Dr. Isiavwe, who is also the Medical Director of Rainbow Specialist Medical Centre, emphasised the need for government to improve access to good diabetes care in the country to prevent some complications now being experienced by people with diabetes in the country.
The renowned endocrinologist described diabetes as a chronic metabolic disease characterised by high levels of blood glucose. She listed symptoms associated with it as frequent urination, excessive thirst, increased appetite, weight loss, among others.
Unfortunately, she noted that most people may not notice these symptoms early, which is why the condition is often referred to as a silent killer. “Also many patients do not seek appropriate management for the control of the disease until they begin to develop complications which could sometimes be deadly.
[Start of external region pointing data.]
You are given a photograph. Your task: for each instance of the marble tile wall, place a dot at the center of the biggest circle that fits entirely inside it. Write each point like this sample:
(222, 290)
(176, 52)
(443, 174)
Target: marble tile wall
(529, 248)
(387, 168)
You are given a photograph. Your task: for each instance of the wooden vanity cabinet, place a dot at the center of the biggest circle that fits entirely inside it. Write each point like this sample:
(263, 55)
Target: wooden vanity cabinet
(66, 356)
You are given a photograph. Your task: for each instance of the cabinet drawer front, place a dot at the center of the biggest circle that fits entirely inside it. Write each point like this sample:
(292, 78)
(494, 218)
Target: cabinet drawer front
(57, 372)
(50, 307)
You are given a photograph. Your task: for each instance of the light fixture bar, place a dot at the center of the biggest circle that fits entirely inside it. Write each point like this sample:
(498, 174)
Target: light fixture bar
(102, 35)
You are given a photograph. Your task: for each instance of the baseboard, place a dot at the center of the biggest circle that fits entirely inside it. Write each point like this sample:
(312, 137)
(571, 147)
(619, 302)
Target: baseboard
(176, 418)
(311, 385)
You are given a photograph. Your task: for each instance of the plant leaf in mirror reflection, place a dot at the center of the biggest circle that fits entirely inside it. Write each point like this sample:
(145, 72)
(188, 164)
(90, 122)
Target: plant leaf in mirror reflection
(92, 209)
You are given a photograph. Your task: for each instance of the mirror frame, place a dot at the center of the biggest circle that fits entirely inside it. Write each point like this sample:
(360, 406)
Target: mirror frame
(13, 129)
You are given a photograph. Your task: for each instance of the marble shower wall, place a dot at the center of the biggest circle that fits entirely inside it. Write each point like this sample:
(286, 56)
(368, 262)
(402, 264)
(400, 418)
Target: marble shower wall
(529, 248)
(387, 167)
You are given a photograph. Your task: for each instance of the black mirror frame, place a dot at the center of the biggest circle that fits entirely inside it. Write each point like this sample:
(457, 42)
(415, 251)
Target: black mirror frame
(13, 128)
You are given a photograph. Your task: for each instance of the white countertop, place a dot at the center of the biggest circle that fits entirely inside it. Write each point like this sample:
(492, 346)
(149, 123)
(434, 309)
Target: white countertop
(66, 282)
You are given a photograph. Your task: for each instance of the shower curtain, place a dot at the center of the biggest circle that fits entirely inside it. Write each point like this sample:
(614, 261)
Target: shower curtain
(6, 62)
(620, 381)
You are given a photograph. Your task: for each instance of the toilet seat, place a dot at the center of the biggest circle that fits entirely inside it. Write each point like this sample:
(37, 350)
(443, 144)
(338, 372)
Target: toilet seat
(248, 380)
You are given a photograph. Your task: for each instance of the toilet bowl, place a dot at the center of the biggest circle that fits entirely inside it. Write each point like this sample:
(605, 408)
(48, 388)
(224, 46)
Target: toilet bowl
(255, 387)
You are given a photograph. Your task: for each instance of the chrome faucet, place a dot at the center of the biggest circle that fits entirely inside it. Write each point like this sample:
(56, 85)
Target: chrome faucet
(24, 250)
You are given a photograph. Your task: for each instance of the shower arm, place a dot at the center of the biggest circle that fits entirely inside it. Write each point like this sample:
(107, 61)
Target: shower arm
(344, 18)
Poor management may lead to serious damage to the heart, blood vessels, eyes, kidneys, and nerves,” she disclosed.
According to her, the prevalence of diabetes has been on a steady increase worldwide especially in low-and middle income countries like Nigeria. She however disclosed that the prevalence in Nigeria was still not known, adding that the guess estimates could be in the region of 8 to 10 per cent.
She said, while most people with diabetes in developed countries were people above retirement age, the disease affects people in the productive age between 35 and 64 in Nigeria. She said 80 per cent of deaths from diabetes occur in low-and middle income countries.
She further explained that “knowledge exists to reverse this trend through targeted prevention and appropriate care. When diabetes is uncontrolled, it has dire consequences for health and well-being. It is clear that a diabetes epidemic is also an epidemic of complications.”
She predicted that by 2025, no fewer than 270 million people worldwide would develop diabetes complications such as eye disease, heart, nerves and kidney problems. According to her, diabetes was a leading cause of blindness, amputation and kidney failure, which, she added could result from lack of awareness about diabetes, combined with insufficient access to health services.
On her part, the Medical Director, Roche Nigeria, Dr. Jeanne Coulibaly, commended the Publisher of Nigerian Health Online, Mr. Sam Eferaro for the roundtable initiative to create more awareness about diabetes in Nigeria.
“Good health is important for everyone to be productive and be able to develop the country. We at Roche are conscious of this fact and we strive to assist the communities everywhere we are located, in providing drugs, diagnostic equipment and generally helping in the dissemination of vital health information to the people.”
Also lending his voice, the WHO Coordinator, Lagos, Dr. Omoniyi Abidoye, disclosed that a person dies from diabetes every 60 seconds worldwide. According to him, diabetes will become the 7th leading cause of death in the world by 2030, adding that deaths from the condition would also rise by more than 50 per cent in the next 10 years.